The Venture Capital Barbell
Venture, specifically, is at this point in time where one of two things has to happen if you’re a venture firm. You have to get really big, and know what the hell you’re doing with deep sophistication, or stay really small and really, really, precise.
Over here you have Benchmark: five, six guys who are unbelievable practitioners of their craft, building a hugely successful, impactful business, but $200–$500 million dollars at a time.
Then there’s what we’re doing: multi-asset class, everything from seed to eventually private equity, credit, public hedge fund — but the overlay is tech. You can take down tens of billions of dollars of capital. Then you have market pricing power and the ability to help really shape outcomes. That’s going to be necessary in some of these really hard markets where you can’t just write $5 million cheques and help these companies.
You have to go and sit down with Ford and say, “Let’s create a program together to solve autonomy.” You have to sit down with the big HMO’s and say, “You want to do something in precision medicine? Let’s reinvent the entire stack together.”
Consistency
In a business, you would measure success by saying, “Well, can you consistently win?”
Some VC firms will create the bravado of consistently winning. Let’s look at the last 15 years. We’ve had Google, Facebook, and Uber. What’s interesting about that is that there has been no consistency of winning. Sequoia and Kleiner were in Google. Accel and Greylock were in Facebook. Benchmark is in Uber.
To me what it says, is that the reason there’s such a divergence, and no consistency and repeatability, is that the investor class and entrepreneurial class continually gets out of whack. The more and more it gets out of whack, the more and more these outcomes become more randomly distributed.
As a smart business person, I think the challenge is to close the gap.

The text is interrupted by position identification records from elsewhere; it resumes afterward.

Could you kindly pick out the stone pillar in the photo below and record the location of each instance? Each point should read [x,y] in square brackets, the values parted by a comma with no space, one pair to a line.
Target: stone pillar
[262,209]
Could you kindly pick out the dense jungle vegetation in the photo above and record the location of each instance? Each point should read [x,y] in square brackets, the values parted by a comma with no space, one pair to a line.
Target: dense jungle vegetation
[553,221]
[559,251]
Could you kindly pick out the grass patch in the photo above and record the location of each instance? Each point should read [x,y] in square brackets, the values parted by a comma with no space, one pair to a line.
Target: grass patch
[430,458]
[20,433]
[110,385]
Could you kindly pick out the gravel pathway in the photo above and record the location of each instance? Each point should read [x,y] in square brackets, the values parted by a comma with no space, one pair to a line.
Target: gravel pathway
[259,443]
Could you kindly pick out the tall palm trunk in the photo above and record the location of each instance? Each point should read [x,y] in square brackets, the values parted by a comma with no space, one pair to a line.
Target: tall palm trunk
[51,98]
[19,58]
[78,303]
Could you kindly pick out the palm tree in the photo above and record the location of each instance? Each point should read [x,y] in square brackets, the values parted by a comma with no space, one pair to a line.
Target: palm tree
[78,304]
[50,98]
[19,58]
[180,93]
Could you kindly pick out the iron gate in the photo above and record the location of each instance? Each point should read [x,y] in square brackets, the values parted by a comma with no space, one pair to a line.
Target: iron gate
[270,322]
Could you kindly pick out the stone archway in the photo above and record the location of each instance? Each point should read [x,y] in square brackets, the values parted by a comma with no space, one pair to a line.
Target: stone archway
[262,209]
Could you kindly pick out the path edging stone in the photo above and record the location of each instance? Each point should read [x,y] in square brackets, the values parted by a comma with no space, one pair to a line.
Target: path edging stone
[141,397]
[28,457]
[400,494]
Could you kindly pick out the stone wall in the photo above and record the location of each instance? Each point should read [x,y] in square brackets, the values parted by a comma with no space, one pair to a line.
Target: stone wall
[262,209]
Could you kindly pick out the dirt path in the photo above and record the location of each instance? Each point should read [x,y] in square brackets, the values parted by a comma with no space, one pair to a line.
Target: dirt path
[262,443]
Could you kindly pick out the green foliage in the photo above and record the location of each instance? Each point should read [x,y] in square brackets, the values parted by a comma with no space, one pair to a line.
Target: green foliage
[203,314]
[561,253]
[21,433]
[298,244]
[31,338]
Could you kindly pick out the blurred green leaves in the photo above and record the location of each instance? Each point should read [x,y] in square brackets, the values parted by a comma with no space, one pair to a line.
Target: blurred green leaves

I think it’s ridiculous to want the entrepreneurial class to look more like the investor class. It should be the exact opposite. We just set about understanding that quantitatively, and then you can solve it.
Most people in the investor class don’t want to solve it. They look like a very old, dated representation of what success looked like.
It’s a lot of ego-driven bravado.
Representation
I do a better job of representing Silicon Valley than my peer group. My peer group’s full of losers, mostly. And they’re morons. And they’re old. They’re just dated.